Июльское солнце обливало базар маревом зноя. Разряженные и раскрасневшиеся девки поснимали косынки, расстегнули кофты. Беспоясные парни с распахнутыми воротами угощали их лимонадом в бокалах, выставленных офенями на опрокинутых кадках в самой толчее народа. Звонили у Покровской церкви к обедне. К церкви шли мужики в лаковых сапогах бутылкой, в суконных картузах с блестящими козырьками, на которых искрилось солнце. Пышногрудые бабы в широченных сарафанах, ярких, как небо, как море, как весенняя зелень, с цветами, как майская озимь, плыли толпами вдоль ограды Покровской церкви. Раздолье для кисти Кустодиева.

Грунька опьянела от счастья.

После того как она навязала два больших узла покупок, у ней еще остались деньги, и она накупила еще канвы, стекляруса, мотки ниток, английских булавок, гребешок, брошку — фиолетового жучка на пружинке. Все это она уложила в платочек и спрятала за пазуху.

После этого они пошли в душный, забитый народом и шумный, как улей, трактир Полушкина.

За буфетом стоял сам толстый Полушкин. Со всех сторон окружала его деревенская снедь, она висела и лежала на блюдах: кренделя, сухая вобла в связках, копченая колбаса, калачи, коржики. Полушкин увидал Сеньку, кивнул приветливо:

— Мое вам! Вот так-то. По ученой части пошли. Дело, дело. Ну что ж, все становится на свое место. Еремка, освободи место Семену Иванычу и ихней супруге.

Шестерка подвел их к столу, с которого прогнал двух хилых старух (они размачивали в кипятке затвердевшие от времени крендели), и принял заказ: на пару чаю, на полфунта колбасы, на два калача. Расторопный шестерка о чем-то пошептался с хозяином и полетел стрелой в кухню. Вскоре он принес кипяток в новом чайнике с цветами, калачи были свежие, колбаса тоже. (Полушкин помнил Сеньку, который конфисковал у него в Октябре из погреба спрятанные кули с сахаром и рисом.) Полушкин махнул рукой кому-то, и в углу запели под гармонь:

Не белы снега во поле забелелися…

Грунька пила чай, закусывала калачом, по крошечке откусывала от кружочка колбасы и вся сияла от счастья. То и дело развязывала узлы и любовалась на покупки. Одно ее мучило:

— Не передала ли?

Она показывала покупки соседкам по столу, и все ее вкус одобряли:

— Как раз. В самую, стало быть, точку…

А кругом беготня, гам, пьяные слезы, суматоха, споры, веселье.

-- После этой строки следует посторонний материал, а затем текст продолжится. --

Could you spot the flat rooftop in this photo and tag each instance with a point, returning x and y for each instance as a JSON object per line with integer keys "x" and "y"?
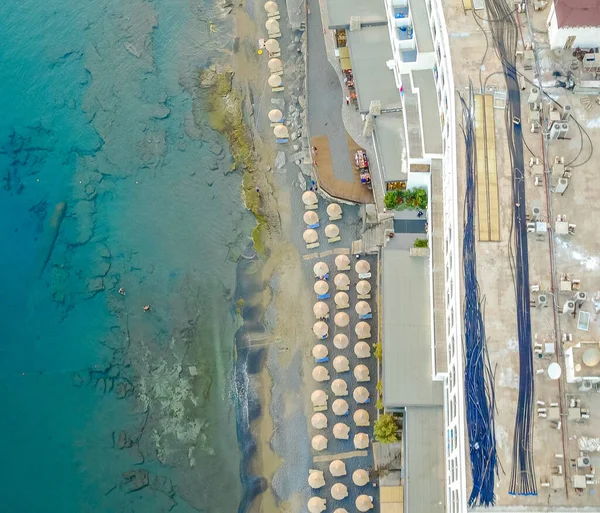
{"x": 391, "y": 143}
{"x": 407, "y": 361}
{"x": 424, "y": 461}
{"x": 418, "y": 13}
{"x": 340, "y": 12}
{"x": 370, "y": 48}
{"x": 424, "y": 81}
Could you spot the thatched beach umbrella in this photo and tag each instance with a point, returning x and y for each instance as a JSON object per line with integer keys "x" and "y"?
{"x": 363, "y": 503}
{"x": 320, "y": 309}
{"x": 321, "y": 287}
{"x": 339, "y": 491}
{"x": 341, "y": 364}
{"x": 275, "y": 80}
{"x": 272, "y": 45}
{"x": 341, "y": 299}
{"x": 341, "y": 341}
{"x": 318, "y": 398}
{"x": 271, "y": 7}
{"x": 362, "y": 330}
{"x": 361, "y": 373}
{"x": 316, "y": 505}
{"x": 361, "y": 395}
{"x": 341, "y": 280}
{"x": 340, "y": 407}
{"x": 281, "y": 132}
{"x": 320, "y": 351}
{"x": 320, "y": 329}
{"x": 360, "y": 477}
{"x": 341, "y": 431}
{"x": 320, "y": 373}
{"x": 361, "y": 418}
{"x": 334, "y": 210}
{"x": 362, "y": 308}
{"x": 342, "y": 262}
{"x": 363, "y": 287}
{"x": 337, "y": 468}
{"x": 320, "y": 269}
{"x": 362, "y": 350}
{"x": 332, "y": 230}
{"x": 319, "y": 421}
{"x": 316, "y": 479}
{"x": 362, "y": 267}
{"x": 339, "y": 387}
{"x": 272, "y": 26}
{"x": 361, "y": 441}
{"x": 319, "y": 443}
{"x": 341, "y": 319}
{"x": 309, "y": 198}
{"x": 310, "y": 217}
{"x": 275, "y": 115}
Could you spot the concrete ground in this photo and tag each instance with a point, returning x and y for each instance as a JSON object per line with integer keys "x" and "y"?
{"x": 578, "y": 254}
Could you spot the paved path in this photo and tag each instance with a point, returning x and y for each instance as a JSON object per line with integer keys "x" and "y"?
{"x": 325, "y": 96}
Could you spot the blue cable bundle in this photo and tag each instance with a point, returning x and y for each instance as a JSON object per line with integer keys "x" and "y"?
{"x": 479, "y": 389}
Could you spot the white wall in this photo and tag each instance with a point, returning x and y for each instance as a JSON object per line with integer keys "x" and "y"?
{"x": 585, "y": 37}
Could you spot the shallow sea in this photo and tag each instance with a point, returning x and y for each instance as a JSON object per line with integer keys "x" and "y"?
{"x": 111, "y": 178}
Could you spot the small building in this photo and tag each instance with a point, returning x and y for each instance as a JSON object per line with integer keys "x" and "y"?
{"x": 574, "y": 24}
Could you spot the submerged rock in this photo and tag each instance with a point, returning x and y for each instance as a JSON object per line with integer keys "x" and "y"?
{"x": 135, "y": 480}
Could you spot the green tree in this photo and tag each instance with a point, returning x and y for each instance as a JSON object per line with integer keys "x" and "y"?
{"x": 385, "y": 429}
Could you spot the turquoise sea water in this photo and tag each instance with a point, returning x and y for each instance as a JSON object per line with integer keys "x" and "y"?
{"x": 109, "y": 182}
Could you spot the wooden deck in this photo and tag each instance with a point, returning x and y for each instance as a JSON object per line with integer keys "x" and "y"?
{"x": 350, "y": 191}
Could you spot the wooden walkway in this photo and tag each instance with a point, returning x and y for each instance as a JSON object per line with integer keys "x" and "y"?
{"x": 488, "y": 208}
{"x": 350, "y": 191}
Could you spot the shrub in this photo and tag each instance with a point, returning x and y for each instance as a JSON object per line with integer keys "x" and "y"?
{"x": 378, "y": 349}
{"x": 385, "y": 428}
{"x": 406, "y": 199}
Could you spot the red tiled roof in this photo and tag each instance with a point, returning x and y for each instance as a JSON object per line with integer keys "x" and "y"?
{"x": 577, "y": 13}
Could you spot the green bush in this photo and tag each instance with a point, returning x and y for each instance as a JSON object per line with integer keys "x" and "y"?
{"x": 378, "y": 350}
{"x": 406, "y": 199}
{"x": 385, "y": 428}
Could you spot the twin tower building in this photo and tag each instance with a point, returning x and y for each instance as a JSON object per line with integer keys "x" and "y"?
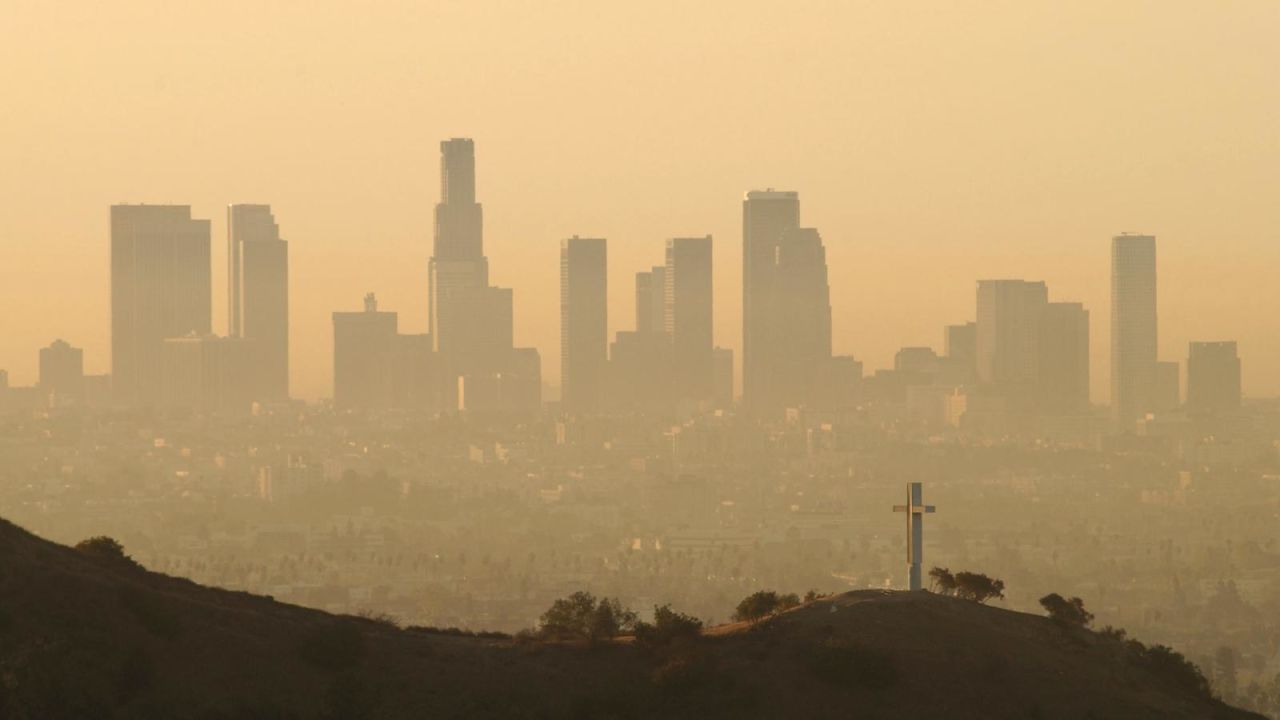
{"x": 164, "y": 352}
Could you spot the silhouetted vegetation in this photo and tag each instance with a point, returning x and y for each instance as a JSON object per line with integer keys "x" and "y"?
{"x": 942, "y": 582}
{"x": 103, "y": 547}
{"x": 1162, "y": 661}
{"x": 460, "y": 632}
{"x": 1066, "y": 611}
{"x": 583, "y": 616}
{"x": 978, "y": 587}
{"x": 384, "y": 619}
{"x": 1171, "y": 666}
{"x": 667, "y": 627}
{"x": 763, "y": 604}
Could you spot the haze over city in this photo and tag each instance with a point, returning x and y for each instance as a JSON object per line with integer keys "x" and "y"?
{"x": 932, "y": 146}
{"x": 681, "y": 360}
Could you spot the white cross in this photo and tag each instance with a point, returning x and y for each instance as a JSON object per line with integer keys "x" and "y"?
{"x": 915, "y": 510}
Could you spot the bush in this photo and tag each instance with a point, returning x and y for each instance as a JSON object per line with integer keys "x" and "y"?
{"x": 841, "y": 661}
{"x": 103, "y": 547}
{"x": 1174, "y": 668}
{"x": 763, "y": 604}
{"x": 384, "y": 619}
{"x": 1066, "y": 611}
{"x": 580, "y": 615}
{"x": 1116, "y": 634}
{"x": 942, "y": 582}
{"x": 978, "y": 588}
{"x": 667, "y": 627}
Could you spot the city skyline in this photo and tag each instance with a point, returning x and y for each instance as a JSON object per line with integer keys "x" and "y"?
{"x": 260, "y": 226}
{"x": 974, "y": 168}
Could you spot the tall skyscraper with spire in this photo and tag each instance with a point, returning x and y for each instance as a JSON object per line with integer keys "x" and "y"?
{"x": 160, "y": 288}
{"x": 786, "y": 305}
{"x": 767, "y": 215}
{"x": 257, "y": 297}
{"x": 470, "y": 322}
{"x": 1133, "y": 328}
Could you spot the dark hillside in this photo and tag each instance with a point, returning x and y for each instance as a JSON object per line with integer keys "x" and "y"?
{"x": 95, "y": 637}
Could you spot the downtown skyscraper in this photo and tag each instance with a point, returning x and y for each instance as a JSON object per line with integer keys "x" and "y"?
{"x": 470, "y": 322}
{"x": 688, "y": 317}
{"x": 584, "y": 323}
{"x": 160, "y": 288}
{"x": 257, "y": 294}
{"x": 786, "y": 305}
{"x": 1133, "y": 328}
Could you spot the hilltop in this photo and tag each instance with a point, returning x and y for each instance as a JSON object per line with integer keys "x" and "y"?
{"x": 94, "y": 637}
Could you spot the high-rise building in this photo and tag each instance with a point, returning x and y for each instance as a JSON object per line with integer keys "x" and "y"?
{"x": 206, "y": 373}
{"x": 257, "y": 296}
{"x": 412, "y": 369}
{"x": 1133, "y": 327}
{"x": 652, "y": 301}
{"x": 470, "y": 322}
{"x": 1169, "y": 387}
{"x": 1008, "y": 336}
{"x": 688, "y": 315}
{"x": 1064, "y": 359}
{"x": 767, "y": 217}
{"x": 801, "y": 315}
{"x": 62, "y": 373}
{"x": 160, "y": 288}
{"x": 1212, "y": 377}
{"x": 364, "y": 346}
{"x": 960, "y": 352}
{"x": 584, "y": 323}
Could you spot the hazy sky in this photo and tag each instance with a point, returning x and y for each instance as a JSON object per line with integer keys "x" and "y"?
{"x": 933, "y": 144}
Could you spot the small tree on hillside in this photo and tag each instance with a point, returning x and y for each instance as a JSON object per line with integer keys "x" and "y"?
{"x": 1066, "y": 611}
{"x": 581, "y": 615}
{"x": 942, "y": 582}
{"x": 763, "y": 604}
{"x": 978, "y": 587}
{"x": 667, "y": 627}
{"x": 105, "y": 548}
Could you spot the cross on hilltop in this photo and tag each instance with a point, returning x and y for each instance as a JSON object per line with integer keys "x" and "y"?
{"x": 915, "y": 510}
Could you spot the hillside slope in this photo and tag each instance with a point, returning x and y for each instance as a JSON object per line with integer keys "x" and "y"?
{"x": 86, "y": 637}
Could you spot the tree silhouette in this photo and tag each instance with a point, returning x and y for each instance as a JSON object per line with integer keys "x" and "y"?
{"x": 1066, "y": 611}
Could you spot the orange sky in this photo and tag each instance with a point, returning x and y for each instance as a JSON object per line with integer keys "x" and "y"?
{"x": 932, "y": 145}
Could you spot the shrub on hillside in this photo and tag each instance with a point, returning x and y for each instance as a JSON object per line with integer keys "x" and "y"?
{"x": 667, "y": 627}
{"x": 1173, "y": 666}
{"x": 978, "y": 587}
{"x": 942, "y": 582}
{"x": 581, "y": 615}
{"x": 1066, "y": 611}
{"x": 103, "y": 547}
{"x": 763, "y": 604}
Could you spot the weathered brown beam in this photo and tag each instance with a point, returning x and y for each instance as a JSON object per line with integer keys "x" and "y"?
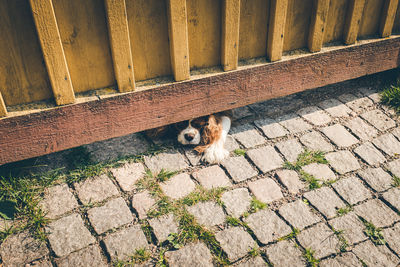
{"x": 65, "y": 127}
{"x": 179, "y": 40}
{"x": 388, "y": 16}
{"x": 276, "y": 30}
{"x": 53, "y": 52}
{"x": 353, "y": 20}
{"x": 117, "y": 21}
{"x": 318, "y": 24}
{"x": 230, "y": 34}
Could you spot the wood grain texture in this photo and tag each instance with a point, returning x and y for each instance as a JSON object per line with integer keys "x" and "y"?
{"x": 53, "y": 52}
{"x": 276, "y": 30}
{"x": 3, "y": 109}
{"x": 353, "y": 20}
{"x": 230, "y": 34}
{"x": 179, "y": 40}
{"x": 84, "y": 35}
{"x": 253, "y": 28}
{"x": 387, "y": 18}
{"x": 120, "y": 44}
{"x": 318, "y": 24}
{"x": 61, "y": 128}
{"x": 22, "y": 70}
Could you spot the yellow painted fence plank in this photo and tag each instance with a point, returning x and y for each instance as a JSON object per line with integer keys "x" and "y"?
{"x": 318, "y": 24}
{"x": 120, "y": 44}
{"x": 53, "y": 52}
{"x": 179, "y": 41}
{"x": 230, "y": 34}
{"x": 276, "y": 29}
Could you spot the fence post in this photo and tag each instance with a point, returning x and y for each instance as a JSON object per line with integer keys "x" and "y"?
{"x": 117, "y": 21}
{"x": 318, "y": 23}
{"x": 53, "y": 52}
{"x": 276, "y": 29}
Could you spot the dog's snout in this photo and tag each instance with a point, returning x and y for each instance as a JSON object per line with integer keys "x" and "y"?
{"x": 189, "y": 137}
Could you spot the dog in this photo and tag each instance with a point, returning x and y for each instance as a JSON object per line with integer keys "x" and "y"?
{"x": 208, "y": 135}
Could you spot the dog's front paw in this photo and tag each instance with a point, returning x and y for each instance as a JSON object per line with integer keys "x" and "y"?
{"x": 215, "y": 154}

Вышел кудрявый парень в шелковой рубахе, румяный как яблоко, раздул меха, грянул «Камаринскую». Мигнул подруге, солдатке Василисе, развеселой хмельной бабе в плисовой кофте.

— Василиса, царевна души моей, руби плясовую!

Та тряхнула рукавом, тронула за оборку подол сатинового платья, показала со всех сторон башмаки с застежками и красные чулки до колен и затрясла круглыми плечами:

— Звенит в мошне — форси вволю, — закричал гармонист, — пусто — отпрянь одаль, гольтепа. Василиса, поддай пару, ходи козырем на копылках. Ух-ма! Кто гуляет? Мельник Яшка гуляет. Эх, печки-лавочки! Покажем ухватку!